京都府埋蔵文化財調査研究センターは22日、京丹後市大宮町の幾坂(いくさか)古墳群40号墳(5世紀初頭)から漆塗り革盾2点が出土したと発表した。丹後では初の発見で、2点同時の出土は府内初。うち1点は文様が分かるほど漆の残存状態が良いという。
当時の盾は木枠に革を張り、表面に漆が塗られていた。出土した革盾はいずれも木枠や革が腐っていたが、うち1点は幅約55センチ、長さ132センチの範囲で黒漆の皮膜が残っていた。
40号墳には3基の墓坑があり、2点の盾は最も大きい墓坑から出土した。木棺上に置かれていたとみられる。盾には魔よけの意味がある鋸歯(きょし)文や菱形(ひしがた)文が施されていたことから、被葬者を邪悪なものから守る役割だったとみられる。
古墳時代の革盾の出土は全国で50例ほどで、畿内中枢部に集中している。センターの高野陽子係長は「被葬者は畿内の政権とかかわりが深く、古墳のある中郡盆地一帯を支配していた首長ではないか」と話している。

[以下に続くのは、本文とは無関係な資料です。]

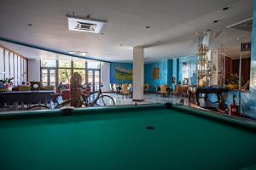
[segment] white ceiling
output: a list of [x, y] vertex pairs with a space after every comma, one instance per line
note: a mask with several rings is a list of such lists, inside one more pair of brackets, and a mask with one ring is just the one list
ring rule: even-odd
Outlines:
[[[194, 55], [197, 31], [224, 30], [253, 13], [253, 0], [1, 0], [0, 4], [0, 37], [66, 53], [87, 51], [109, 61], [131, 61], [136, 46], [145, 47], [148, 60]], [[223, 11], [224, 7], [230, 8]], [[66, 15], [73, 12], [107, 20], [103, 35], [68, 31]], [[219, 41], [225, 40], [230, 56], [238, 55], [241, 41], [250, 41], [250, 32], [224, 32]], [[57, 56], [0, 43], [28, 58]]]

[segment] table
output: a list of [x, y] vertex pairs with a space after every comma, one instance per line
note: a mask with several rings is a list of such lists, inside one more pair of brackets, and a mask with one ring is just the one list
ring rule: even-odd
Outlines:
[[0, 114], [0, 169], [241, 169], [255, 122], [164, 105]]
[[190, 100], [192, 94], [195, 95], [195, 104], [200, 105], [199, 102], [199, 94], [206, 94], [205, 99], [208, 97], [208, 94], [216, 94], [218, 100], [219, 101], [222, 93], [228, 92], [226, 88], [195, 88], [195, 87], [189, 87], [189, 99]]
[[[17, 105], [17, 104], [38, 104], [49, 103], [50, 94], [55, 94], [54, 90], [38, 91], [10, 91], [0, 93], [0, 104]], [[3, 105], [2, 105], [3, 106]]]

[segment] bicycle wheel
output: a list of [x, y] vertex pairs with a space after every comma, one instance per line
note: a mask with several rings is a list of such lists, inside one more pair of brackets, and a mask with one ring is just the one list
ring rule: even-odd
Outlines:
[[108, 106], [108, 105], [115, 105], [114, 100], [112, 97], [108, 95], [102, 95], [96, 101], [97, 106]]

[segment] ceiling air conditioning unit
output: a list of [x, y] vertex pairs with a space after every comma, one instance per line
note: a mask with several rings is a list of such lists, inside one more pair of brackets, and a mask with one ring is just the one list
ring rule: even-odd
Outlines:
[[68, 30], [100, 33], [105, 23], [105, 21], [99, 21], [90, 19], [68, 17]]

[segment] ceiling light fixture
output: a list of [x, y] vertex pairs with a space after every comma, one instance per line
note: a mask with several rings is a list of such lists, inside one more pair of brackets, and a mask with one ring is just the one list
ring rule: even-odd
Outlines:
[[86, 56], [88, 52], [80, 52], [80, 51], [68, 51], [68, 54], [73, 54], [73, 55], [82, 55]]
[[87, 15], [86, 19], [67, 16], [68, 30], [76, 31], [86, 31], [90, 33], [100, 33], [106, 21], [96, 20]]
[[230, 7], [224, 7], [222, 8], [222, 10], [228, 10], [230, 8]]

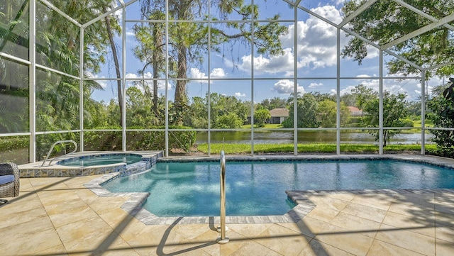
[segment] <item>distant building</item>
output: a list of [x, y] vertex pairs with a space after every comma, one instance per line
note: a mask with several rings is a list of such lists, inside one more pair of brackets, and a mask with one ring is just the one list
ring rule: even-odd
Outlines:
[[289, 110], [287, 108], [274, 108], [270, 111], [271, 118], [268, 121], [268, 123], [281, 124], [287, 118], [289, 117]]
[[[270, 111], [271, 118], [267, 120], [267, 123], [281, 124], [287, 117], [289, 117], [289, 110], [287, 108], [274, 108]], [[245, 124], [250, 124], [250, 116], [248, 116], [248, 121]]]
[[362, 111], [355, 106], [348, 106], [350, 116], [362, 116]]

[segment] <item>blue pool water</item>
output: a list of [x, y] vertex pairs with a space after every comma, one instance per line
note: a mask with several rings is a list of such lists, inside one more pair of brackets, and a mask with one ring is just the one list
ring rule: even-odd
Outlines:
[[57, 162], [57, 165], [72, 167], [89, 167], [125, 162], [126, 165], [140, 161], [142, 155], [137, 154], [116, 153], [86, 155], [69, 158]]
[[[143, 206], [158, 216], [219, 216], [216, 162], [158, 162], [118, 178], [113, 192], [148, 191]], [[395, 160], [227, 162], [227, 216], [282, 215], [294, 205], [286, 190], [454, 188], [454, 170]]]

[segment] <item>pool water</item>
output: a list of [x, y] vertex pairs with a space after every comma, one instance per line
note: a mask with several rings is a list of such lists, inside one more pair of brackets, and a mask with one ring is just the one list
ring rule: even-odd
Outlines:
[[133, 164], [142, 160], [142, 155], [135, 154], [105, 154], [94, 155], [80, 157], [70, 158], [59, 161], [57, 165], [72, 167], [89, 167], [124, 162]]
[[[219, 216], [219, 162], [158, 162], [150, 172], [103, 185], [148, 191], [143, 207], [158, 216]], [[227, 216], [282, 215], [286, 190], [454, 188], [454, 170], [396, 160], [227, 162]]]

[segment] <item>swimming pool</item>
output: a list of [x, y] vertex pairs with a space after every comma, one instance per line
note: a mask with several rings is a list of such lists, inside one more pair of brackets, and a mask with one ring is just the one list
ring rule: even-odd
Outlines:
[[67, 158], [57, 162], [57, 165], [72, 167], [90, 167], [124, 162], [133, 164], [142, 160], [142, 155], [131, 153], [94, 154]]
[[[158, 216], [218, 216], [219, 169], [218, 162], [157, 162], [103, 187], [150, 192], [143, 208]], [[226, 214], [284, 214], [294, 206], [287, 190], [438, 188], [454, 188], [454, 170], [393, 160], [228, 161]]]

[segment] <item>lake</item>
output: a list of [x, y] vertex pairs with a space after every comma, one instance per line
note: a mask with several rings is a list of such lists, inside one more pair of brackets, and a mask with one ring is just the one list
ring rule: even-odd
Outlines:
[[[250, 131], [213, 131], [211, 133], [211, 143], [250, 143]], [[431, 143], [431, 133], [426, 134], [426, 143]], [[207, 132], [197, 132], [196, 143], [208, 143]], [[299, 131], [299, 143], [336, 143], [336, 131]], [[293, 143], [293, 131], [254, 130], [255, 144]], [[374, 136], [367, 133], [340, 132], [340, 143], [376, 144]], [[421, 133], [401, 133], [392, 137], [389, 144], [421, 143]]]

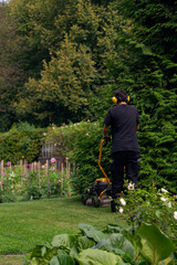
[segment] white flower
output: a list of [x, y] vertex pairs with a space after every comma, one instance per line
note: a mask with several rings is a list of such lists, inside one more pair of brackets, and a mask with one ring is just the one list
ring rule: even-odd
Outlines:
[[177, 212], [174, 212], [174, 218], [177, 220]]
[[122, 214], [124, 212], [124, 209], [123, 208], [119, 208], [119, 213]]
[[168, 193], [168, 191], [165, 190], [165, 189], [163, 189], [163, 188], [162, 188], [162, 192], [163, 192], [164, 194]]
[[160, 198], [160, 200], [162, 200], [162, 201], [166, 201], [167, 199], [166, 199], [166, 198], [164, 198], [164, 197], [162, 197], [162, 198]]
[[135, 189], [135, 183], [128, 183], [128, 190], [134, 190]]
[[168, 208], [171, 208], [171, 202], [168, 202]]
[[119, 202], [121, 202], [121, 204], [122, 204], [123, 206], [126, 205], [126, 201], [125, 201], [123, 198], [119, 199]]

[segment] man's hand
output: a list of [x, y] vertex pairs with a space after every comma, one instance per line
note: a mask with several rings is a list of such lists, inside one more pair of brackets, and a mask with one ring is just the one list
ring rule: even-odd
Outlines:
[[104, 139], [104, 140], [111, 140], [112, 137], [107, 135], [107, 136], [104, 136], [103, 139]]

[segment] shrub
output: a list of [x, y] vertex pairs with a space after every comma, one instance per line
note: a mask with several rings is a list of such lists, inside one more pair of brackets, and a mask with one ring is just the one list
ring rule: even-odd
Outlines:
[[29, 162], [37, 160], [44, 140], [42, 131], [28, 123], [21, 123], [8, 132], [0, 134], [0, 160], [12, 163], [20, 159], [27, 159]]

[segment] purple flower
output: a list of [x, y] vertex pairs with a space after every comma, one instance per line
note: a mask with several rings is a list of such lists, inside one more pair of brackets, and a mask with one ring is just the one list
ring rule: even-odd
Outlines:
[[56, 159], [55, 158], [51, 158], [51, 162], [55, 162], [56, 161]]

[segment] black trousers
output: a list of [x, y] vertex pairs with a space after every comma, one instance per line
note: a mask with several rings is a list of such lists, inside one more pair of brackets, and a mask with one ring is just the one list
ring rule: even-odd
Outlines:
[[117, 193], [123, 191], [124, 169], [128, 182], [137, 184], [139, 152], [116, 151], [112, 153], [112, 198], [116, 199]]

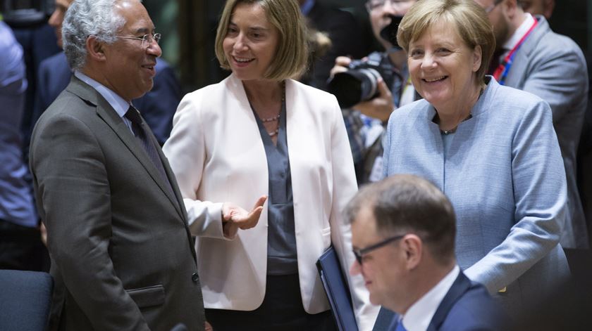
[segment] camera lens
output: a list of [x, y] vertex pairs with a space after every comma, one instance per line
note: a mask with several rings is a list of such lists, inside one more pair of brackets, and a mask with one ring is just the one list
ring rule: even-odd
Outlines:
[[340, 107], [349, 108], [377, 94], [380, 77], [378, 72], [372, 68], [352, 69], [335, 74], [327, 88], [337, 98]]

調査は3年前だったが、古墳が山頂にあるため搬出方法を検討してきた。周囲の土ごと固めて三つに切り分け、ヘリコプターで搬出する。
幾坂40号墳は古墳時代中期前葉で、墳丘自体は大きく崩れているが、円墳の可能性がある。盾以外には剣や刀などの鉄製武具類や玉なども見つかった。